Growing up, Japan held a special, weird place in my heart. The land that brought us some of the coolest things – samurai, giant robots, anime, sushi, the list goes on – and also some of the weirdest gameshows and commercials I’ve ever seen, was actually entirely mysterious from a ‘what is it like there’ perspective. I’d heard and read it was very safe and extremely clean, that people were very polite and the trains ran perfectly on time – or else. There was supposed to be sushi and ramen shops around every corner, ramune was the drink of the land, and toys and tools of every imaginable color and purpose lay on every store shelf.
It turns out that many, really most, of the fantastical things I’d imagined were true. The country is actually full of very polite, very clean people.
There are actually ramen and sushi shops all over, along with curry and udon and gyuudon and pastry shops and tempura and fluffy eggs and all sorts of other wonderful food. Tokyo is incredibly clean for a large city, but it is not utterly spotless. Outside of large cities though, everything is very, very clean. The trains do run incredibly on time, with apologies issued at the slightest mistake.

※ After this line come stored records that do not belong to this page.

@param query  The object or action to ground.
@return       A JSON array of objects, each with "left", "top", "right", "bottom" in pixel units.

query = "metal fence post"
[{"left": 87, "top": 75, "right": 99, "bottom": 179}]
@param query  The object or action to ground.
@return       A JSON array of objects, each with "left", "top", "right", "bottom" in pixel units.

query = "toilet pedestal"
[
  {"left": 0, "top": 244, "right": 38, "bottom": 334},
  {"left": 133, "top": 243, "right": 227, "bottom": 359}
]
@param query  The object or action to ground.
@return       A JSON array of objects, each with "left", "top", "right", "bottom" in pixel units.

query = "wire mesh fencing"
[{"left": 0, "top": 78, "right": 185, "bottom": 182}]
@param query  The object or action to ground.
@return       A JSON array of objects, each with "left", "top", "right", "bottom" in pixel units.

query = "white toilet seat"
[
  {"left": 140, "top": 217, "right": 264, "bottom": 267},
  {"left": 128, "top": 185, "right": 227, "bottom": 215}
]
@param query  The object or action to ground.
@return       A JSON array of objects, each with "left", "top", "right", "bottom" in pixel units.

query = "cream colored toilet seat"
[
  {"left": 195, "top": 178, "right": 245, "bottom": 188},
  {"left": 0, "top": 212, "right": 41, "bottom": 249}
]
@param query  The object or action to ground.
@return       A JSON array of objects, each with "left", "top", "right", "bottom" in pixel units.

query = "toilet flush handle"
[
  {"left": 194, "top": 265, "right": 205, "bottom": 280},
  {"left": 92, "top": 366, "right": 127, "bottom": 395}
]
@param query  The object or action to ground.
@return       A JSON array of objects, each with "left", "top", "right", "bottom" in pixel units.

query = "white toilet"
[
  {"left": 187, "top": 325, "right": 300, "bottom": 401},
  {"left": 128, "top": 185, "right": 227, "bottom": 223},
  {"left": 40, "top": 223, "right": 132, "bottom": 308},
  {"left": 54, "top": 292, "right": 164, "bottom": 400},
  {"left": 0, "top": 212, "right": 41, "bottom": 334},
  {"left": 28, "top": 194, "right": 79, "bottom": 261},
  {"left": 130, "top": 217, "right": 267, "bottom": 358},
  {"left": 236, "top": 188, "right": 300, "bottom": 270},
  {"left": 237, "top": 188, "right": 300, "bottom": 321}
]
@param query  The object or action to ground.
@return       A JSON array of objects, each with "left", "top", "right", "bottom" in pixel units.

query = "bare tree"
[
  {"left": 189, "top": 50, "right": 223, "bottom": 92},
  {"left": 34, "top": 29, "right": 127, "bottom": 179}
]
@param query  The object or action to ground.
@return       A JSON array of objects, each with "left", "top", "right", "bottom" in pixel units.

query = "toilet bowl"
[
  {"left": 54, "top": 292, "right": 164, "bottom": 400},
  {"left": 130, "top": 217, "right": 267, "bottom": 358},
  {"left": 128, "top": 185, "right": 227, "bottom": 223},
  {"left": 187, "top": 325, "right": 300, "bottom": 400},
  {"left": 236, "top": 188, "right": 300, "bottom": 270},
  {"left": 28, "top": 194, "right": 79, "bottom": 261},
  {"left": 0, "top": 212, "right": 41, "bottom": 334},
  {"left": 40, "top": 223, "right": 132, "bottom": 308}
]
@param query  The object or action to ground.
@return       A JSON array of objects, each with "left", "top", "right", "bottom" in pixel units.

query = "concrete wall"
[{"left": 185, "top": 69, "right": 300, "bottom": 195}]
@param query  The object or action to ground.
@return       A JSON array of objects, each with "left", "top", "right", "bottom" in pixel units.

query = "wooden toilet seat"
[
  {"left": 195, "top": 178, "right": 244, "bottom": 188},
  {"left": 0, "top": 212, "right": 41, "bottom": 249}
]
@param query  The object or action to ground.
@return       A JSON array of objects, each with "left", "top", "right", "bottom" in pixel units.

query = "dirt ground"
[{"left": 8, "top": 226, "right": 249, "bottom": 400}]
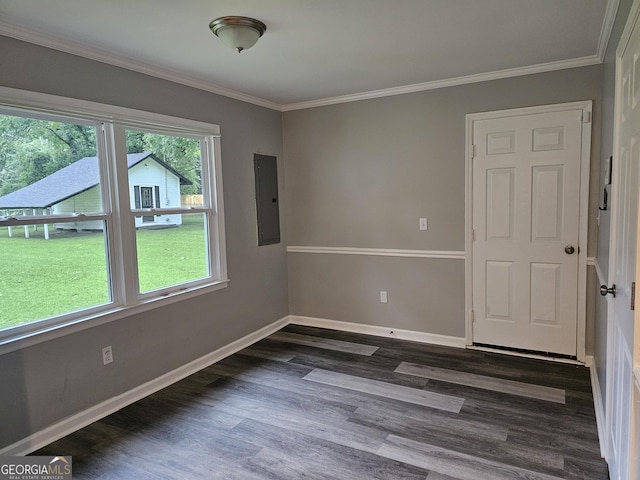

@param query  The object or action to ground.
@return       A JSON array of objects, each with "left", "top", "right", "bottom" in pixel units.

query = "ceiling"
[{"left": 0, "top": 0, "right": 618, "bottom": 110}]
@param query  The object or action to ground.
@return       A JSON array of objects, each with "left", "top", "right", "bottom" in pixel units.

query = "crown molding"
[
  {"left": 596, "top": 0, "right": 620, "bottom": 62},
  {"left": 0, "top": 0, "right": 619, "bottom": 112},
  {"left": 282, "top": 55, "right": 602, "bottom": 112},
  {"left": 0, "top": 20, "right": 282, "bottom": 111}
]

There are indeed stores full of toys and hobby materials – everyone has a hobby. Everyone. And Japan is the place to find a full building dedicated to it.

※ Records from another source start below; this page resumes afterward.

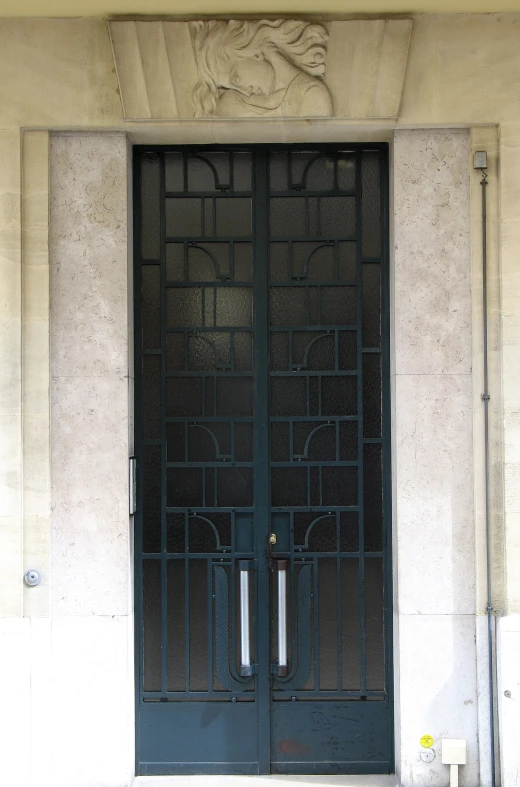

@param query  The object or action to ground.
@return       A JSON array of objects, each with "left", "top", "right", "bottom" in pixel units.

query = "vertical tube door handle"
[
  {"left": 274, "top": 560, "right": 289, "bottom": 677},
  {"left": 238, "top": 560, "right": 254, "bottom": 678}
]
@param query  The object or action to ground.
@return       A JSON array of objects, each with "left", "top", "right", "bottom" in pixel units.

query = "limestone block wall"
[{"left": 393, "top": 131, "right": 480, "bottom": 786}]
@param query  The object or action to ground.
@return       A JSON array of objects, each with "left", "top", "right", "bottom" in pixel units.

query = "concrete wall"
[{"left": 0, "top": 14, "right": 520, "bottom": 787}]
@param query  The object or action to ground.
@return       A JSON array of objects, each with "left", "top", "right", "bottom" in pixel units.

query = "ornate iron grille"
[{"left": 134, "top": 145, "right": 392, "bottom": 773}]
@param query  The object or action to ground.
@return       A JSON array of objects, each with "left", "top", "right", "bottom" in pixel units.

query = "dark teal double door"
[{"left": 134, "top": 145, "right": 393, "bottom": 774}]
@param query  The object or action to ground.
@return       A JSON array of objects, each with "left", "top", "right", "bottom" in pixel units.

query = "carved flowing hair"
[{"left": 189, "top": 19, "right": 329, "bottom": 117}]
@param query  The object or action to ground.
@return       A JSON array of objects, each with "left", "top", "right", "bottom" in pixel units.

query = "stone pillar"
[
  {"left": 393, "top": 130, "right": 479, "bottom": 787},
  {"left": 31, "top": 134, "right": 134, "bottom": 787}
]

And there are things I never expected, like perfectly soft boiled and lightly salted eggs available in every 7-11.
And the fact that tickets for the metro and for your food are ordered through these retro, 1980’s machines that work perfectly despite being built 30 years ago and having none of today’s modern technology. Interestingly the machines at restaurants seem to be a side effect of the Japanese cultural requirement for formality in many interactions coupled with the desire to make everything fast and efficient. You can’t change the culture but you can reduce the need for interaction.
That there are stamps. Stamps! In every train station. And collecting them all is somewhere between a curiosity and an obsession. There were not many like me, but I was not the only person hunting for the stamp machine at various stations.
Japan seems entirely capable of enabling any given passion, and despite the formal and sometimes rigid culture, oddity thrives.
And giant robots are definitely a thing for everybody.